I'm born in Manhattan and raised in Queens.

Monday, February 20, 2006

Ink & Blood in St. Petersburg, FL (Part III)

In my previous posts on Ink & Blood at the Florida International Museum, I showed the exhibits wonderful examples of early Jewish texts, including the Dead Sea Scrolls, and the early formation of the New Testament and Christian Bibles. These works were all done by hand.


The Gutenberg Bible, dated 1433-5, was the first Bible to be "mass produced" using moveable type. There was no major advancement in translation or text, just in production, as it is a print of the Latin Vulgate. However, the existence of printed Bibles forever changed the economics of Bible reading and made the Protestant reformation possible.

At the museum, a replica of the Gutenberg press is on display with demonstrations given on how it worked. On the top right, you can see how the books were shipped on Amazon.com.

Just kidding about that.

In the West, there was a great amount of tension between the Catholic church, who demanded that Bibles remain written only in Latin, and those who wanted more accessible languages used. Eventually, Martin Luther helped start a protestant reformation and translated the New Testament into German, his home language. This version comes from a 1551 copy.

The water was spilling out of the dam. Once people began reading the Bible for themselves, the next step was to be able to interpret it.

A foundation of textual criticism came from Novum Instrumentum ("New Instrument"), the work of Desiderius Erasmus (above), who created a Greek-Latin version of the New Testament (a 1522 copy is above).

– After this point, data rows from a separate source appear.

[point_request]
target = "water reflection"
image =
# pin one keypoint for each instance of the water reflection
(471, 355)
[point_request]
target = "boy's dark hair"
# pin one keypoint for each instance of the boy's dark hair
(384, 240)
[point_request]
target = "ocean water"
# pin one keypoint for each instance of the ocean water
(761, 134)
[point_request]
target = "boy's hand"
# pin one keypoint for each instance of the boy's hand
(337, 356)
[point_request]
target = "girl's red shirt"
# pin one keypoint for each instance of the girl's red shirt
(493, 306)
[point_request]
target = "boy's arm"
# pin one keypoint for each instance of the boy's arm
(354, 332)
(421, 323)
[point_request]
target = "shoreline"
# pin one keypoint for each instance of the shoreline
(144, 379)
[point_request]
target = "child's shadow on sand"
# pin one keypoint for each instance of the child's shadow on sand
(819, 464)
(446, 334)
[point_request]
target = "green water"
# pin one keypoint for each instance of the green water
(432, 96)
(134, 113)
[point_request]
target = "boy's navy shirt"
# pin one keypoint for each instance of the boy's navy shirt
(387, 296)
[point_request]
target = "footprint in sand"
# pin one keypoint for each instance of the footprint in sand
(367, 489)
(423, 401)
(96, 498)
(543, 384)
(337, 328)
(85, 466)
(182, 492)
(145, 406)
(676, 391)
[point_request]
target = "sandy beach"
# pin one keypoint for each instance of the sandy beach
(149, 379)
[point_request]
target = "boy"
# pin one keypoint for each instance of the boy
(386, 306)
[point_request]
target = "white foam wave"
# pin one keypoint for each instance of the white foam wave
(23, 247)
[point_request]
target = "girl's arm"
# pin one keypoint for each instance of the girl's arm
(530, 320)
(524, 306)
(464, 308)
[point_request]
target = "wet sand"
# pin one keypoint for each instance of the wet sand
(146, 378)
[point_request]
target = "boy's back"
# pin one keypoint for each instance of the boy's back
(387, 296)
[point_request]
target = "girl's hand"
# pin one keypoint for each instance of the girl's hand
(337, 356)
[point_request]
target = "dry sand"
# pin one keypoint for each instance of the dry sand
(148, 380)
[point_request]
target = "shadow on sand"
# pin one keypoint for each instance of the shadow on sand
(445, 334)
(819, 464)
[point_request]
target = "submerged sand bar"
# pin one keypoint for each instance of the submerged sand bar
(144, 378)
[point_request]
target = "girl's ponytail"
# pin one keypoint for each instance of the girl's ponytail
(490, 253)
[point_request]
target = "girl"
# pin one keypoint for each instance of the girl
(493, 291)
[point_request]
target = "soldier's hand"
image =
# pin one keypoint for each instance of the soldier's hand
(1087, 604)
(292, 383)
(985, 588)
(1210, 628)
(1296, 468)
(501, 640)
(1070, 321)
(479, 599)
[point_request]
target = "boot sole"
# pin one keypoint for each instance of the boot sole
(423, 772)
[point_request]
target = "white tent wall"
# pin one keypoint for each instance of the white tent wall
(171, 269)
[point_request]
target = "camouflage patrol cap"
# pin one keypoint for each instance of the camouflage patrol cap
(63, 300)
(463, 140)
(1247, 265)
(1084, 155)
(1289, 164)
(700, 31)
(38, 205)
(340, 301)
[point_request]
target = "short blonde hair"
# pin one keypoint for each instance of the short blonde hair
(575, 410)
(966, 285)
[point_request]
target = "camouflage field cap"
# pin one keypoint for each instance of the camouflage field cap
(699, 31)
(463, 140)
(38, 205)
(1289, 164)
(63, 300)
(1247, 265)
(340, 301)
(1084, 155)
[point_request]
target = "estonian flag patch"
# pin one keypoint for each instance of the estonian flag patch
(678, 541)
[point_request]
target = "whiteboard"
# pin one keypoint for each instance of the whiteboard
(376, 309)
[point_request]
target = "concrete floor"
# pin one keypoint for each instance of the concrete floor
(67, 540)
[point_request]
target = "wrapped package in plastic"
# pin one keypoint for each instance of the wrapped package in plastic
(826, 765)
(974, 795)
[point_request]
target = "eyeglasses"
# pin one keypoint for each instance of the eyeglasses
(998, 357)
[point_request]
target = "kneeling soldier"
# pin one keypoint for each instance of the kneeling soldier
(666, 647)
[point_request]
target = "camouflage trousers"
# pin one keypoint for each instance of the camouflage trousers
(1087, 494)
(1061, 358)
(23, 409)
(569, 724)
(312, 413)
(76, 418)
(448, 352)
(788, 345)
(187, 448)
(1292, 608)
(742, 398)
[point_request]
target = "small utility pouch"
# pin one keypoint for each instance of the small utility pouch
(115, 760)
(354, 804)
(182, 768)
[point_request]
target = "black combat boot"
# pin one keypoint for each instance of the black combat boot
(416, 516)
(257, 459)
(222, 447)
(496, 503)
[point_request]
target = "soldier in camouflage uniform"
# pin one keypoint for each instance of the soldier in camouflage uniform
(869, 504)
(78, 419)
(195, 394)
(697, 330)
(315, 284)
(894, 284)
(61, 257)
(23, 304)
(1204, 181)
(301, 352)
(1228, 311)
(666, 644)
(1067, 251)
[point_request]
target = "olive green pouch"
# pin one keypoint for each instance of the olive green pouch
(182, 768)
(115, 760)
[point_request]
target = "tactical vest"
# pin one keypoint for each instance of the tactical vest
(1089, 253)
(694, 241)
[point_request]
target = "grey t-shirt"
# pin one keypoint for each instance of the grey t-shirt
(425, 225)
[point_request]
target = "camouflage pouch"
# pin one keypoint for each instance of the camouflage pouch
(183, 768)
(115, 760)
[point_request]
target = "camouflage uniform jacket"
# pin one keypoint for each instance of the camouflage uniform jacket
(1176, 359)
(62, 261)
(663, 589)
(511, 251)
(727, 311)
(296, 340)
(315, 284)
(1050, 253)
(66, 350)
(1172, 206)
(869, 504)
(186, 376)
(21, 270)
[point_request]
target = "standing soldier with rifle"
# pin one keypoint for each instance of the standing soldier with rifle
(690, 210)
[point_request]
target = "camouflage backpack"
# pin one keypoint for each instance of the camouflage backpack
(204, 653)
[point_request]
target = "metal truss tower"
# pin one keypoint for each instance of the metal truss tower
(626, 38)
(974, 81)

His work brought Greek, the original language of the New Testament, back to the West. It also encouraged Christians to seek earlier drafts of Biblical text than the Latin Vulgate for translation purposes.

This implied that it was possible for the Latin Vulgate to be wrong on some parts of its translation, and therefore an imperfect document to base religious teachings from. Needless to say, the Catholic church was not happy again.

Adding to the vernacular translation trend was Tyndale's New Testament (the version above coming from 1536, the year William Tyndale was burned at the stake).

Tyndale saw the Roman church as oppressive, and beloved the common person needed a Bible in a language they could understand. He translated Erasmus' 3rd edition (1522) Greek-Latin New Testament into English, but could not get away with printing it in England. The books, printed elsewhere, were smuggled into England in bales of cloth and sacks of flour.

His 1534 translation was so accurate that 90 years later the King James translators would use more than 75% of its exact wording, and it was used as a standard for translations for at least three centuries.

Yet until the publication of the Coverdale Bible (this copy from 1535), created by Miles Coverdale, no complete Bible had ever been printed in English. This was another major step in allowing the church to evolve into a structure that would allow people like me to read it and completely take it out of context in my own way.

The Geneva Bible (1557) was another advancement in Biblical scholarship and the first to be printed in Roman type, which is often still used today. It also added verse divisions (the "16" in John 3:16), and it was the first Bible to be completely translated from its original languages. It was the favorite Bible of Shakespeare (his plays often quote this version) and with the Puritans it was the first Bible to settle in America.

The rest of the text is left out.